When I was in my “tweens” (13 – 17), my worldview seemed to be easily codified and easily described in a sentence or two. It didn’t take me very long to articulate and talk about what I loved doing, what my goals were, what type of people I gravitated towards, what I wanted to say to the girl I liked and what moments I felt good about myself.
Superimposed over an art form, it seemed that my life could have been depicted using pencil-drawn stick figures and distinct polygons, lightly outlined by solid, black and gray lines and overlaid with light shades of primary and secondary colors. The art form is simple, one-dimensional and objective.
A few years forward and this depiction has literally and figuratively become a picture of the past.
I can no longer paint my life through forms like Mayan hieroglyphics nor represent it using Classical or Renaissance art. Neither can I depict it using Post-Modern art since it still possesses a stark streak of meaning.

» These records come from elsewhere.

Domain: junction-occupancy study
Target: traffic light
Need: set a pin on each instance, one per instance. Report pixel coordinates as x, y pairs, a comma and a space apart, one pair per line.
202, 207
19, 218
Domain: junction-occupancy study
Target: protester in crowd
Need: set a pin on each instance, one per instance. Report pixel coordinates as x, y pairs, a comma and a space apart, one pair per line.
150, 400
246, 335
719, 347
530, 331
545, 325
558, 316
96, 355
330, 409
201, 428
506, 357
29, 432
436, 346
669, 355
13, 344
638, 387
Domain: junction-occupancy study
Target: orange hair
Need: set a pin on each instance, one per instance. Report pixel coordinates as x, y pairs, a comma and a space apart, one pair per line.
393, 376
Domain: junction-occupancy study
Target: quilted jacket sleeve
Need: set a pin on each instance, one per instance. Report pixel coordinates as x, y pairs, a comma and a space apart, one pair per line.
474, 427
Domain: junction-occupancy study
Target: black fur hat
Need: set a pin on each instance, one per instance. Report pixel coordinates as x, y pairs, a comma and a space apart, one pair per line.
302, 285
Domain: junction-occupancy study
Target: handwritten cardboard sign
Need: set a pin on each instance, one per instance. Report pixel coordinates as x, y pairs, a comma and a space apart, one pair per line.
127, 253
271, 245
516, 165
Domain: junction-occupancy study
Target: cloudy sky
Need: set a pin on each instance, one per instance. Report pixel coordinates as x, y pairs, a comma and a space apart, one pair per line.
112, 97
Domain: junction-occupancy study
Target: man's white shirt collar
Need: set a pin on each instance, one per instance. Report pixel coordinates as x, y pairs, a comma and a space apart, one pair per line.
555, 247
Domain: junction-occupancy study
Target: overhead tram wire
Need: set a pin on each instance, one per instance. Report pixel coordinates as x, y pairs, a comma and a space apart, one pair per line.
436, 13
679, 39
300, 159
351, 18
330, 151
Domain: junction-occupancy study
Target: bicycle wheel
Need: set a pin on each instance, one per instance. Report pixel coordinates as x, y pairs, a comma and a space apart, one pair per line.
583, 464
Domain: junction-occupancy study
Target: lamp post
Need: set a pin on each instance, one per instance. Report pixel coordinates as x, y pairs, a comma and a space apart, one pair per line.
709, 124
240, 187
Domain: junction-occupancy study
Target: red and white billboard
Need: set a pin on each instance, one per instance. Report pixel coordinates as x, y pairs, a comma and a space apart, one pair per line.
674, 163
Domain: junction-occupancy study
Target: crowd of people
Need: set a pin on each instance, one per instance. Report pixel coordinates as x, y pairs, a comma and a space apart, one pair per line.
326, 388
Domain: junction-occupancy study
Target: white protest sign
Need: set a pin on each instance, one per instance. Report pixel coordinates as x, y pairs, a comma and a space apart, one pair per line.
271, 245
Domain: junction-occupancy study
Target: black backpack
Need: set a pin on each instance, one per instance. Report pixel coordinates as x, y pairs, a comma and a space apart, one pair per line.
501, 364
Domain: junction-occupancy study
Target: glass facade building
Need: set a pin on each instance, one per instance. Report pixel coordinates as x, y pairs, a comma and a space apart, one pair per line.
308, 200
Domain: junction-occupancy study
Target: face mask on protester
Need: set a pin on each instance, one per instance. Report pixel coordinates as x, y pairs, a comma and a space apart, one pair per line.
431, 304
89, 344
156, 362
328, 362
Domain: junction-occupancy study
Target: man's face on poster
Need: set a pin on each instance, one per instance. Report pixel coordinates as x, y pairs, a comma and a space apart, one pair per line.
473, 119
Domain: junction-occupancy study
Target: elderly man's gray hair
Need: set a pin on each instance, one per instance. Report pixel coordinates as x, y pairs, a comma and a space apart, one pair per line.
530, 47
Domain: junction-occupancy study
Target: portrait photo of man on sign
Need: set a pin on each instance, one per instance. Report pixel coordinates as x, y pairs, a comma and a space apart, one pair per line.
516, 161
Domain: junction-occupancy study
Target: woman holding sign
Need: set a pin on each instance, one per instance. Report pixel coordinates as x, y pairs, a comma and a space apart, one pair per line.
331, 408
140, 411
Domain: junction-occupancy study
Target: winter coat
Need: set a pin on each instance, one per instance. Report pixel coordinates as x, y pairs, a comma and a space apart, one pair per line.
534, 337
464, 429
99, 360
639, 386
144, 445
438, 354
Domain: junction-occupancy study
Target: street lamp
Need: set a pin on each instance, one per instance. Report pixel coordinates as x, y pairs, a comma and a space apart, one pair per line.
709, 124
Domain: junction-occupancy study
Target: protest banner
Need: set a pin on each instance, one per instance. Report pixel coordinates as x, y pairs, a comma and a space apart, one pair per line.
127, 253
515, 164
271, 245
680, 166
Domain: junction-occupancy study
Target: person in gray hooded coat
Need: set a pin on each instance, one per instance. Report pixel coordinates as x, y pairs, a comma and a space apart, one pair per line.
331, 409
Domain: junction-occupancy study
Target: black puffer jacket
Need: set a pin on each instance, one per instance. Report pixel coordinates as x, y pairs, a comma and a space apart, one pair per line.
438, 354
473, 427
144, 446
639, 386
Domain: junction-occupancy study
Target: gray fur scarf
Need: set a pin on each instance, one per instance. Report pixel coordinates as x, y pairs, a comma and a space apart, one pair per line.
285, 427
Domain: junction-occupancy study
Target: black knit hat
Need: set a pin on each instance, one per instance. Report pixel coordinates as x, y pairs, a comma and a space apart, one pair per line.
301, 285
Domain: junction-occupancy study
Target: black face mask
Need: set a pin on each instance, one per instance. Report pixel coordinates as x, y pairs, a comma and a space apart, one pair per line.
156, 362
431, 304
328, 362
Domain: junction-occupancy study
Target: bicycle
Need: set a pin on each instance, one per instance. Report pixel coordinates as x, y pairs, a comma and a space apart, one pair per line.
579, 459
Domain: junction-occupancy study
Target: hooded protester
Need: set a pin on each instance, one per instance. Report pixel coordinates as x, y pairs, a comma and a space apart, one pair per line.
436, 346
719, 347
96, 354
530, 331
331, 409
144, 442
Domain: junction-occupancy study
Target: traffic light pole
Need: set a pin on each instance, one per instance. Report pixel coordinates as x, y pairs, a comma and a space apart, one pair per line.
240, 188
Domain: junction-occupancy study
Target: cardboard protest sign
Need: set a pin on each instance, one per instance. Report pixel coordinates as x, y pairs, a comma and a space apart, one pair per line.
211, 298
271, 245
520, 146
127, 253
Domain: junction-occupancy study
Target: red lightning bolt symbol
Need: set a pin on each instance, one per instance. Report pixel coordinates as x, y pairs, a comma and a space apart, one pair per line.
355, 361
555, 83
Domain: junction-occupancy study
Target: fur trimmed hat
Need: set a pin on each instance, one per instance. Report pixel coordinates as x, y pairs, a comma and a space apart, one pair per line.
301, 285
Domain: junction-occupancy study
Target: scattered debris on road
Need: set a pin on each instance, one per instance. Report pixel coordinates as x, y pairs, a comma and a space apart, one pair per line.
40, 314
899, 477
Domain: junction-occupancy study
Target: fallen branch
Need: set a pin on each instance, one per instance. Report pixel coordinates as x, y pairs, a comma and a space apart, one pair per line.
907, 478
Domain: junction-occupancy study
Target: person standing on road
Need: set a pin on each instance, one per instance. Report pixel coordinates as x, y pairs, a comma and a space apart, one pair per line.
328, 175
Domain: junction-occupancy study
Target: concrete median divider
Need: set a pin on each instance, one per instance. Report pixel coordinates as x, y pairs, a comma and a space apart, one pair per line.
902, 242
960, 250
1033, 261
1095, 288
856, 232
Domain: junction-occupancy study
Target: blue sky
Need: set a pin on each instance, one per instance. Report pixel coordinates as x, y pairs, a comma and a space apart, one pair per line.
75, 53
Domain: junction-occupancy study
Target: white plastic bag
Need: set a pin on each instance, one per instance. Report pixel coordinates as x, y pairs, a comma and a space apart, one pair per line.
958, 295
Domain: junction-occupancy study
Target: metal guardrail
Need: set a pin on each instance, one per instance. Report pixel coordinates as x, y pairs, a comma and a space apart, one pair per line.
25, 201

My life has become an outburst of more vivid colors. So if it did have a backdrop, it would be one of Jackson Pollock’s pieces.
Pollock was one of the early vanguards of Abstract Expressionism, a form of art that stemmed from a belief that the process of creating art is equally important as the final product itself. The art movement burgeoned during the Modern or Contemporary Period. Like all art forms during this era, the artists profusely challenged the Philosophical foundations of our “concrete world."
They wanted to express their unabashed emotions and complex thoughts rather than illustrate reality.
These artists were adamant in finding the truth behind all the ideologies and belief systems that were present. For some of them, the truth was laid in the unconscious mind and is only revealed in the process of spontaneously splashing, pouring, spreading and spraying paint all over a blank canvas. Jackson Pollock approached this process from different sides of the canvas, proposing that painting in patterns is of the past.
Like his creations, life will get messier when we get older. Relationships become more complicated, our insecurities and inhibitions surface more often, the beliefs we’ve stood by perniciously become potent sources of doubt and searching for more truth becomes a bigger mystery each day. It will be harder to express what we want, feel, need, think and hope for.
Now that the abstract part of life is becoming more tangible, I am relishing my younger years because I sometimes wish I still had that sense of surety about myself and the world I live in. Yet, I can only embrace the fact that life as an adult is becoming more of an Abstract Expressionist piece.
The process of finding truth in this constellation of colors and mysteries is as meaningful as I can expect the final piece to be.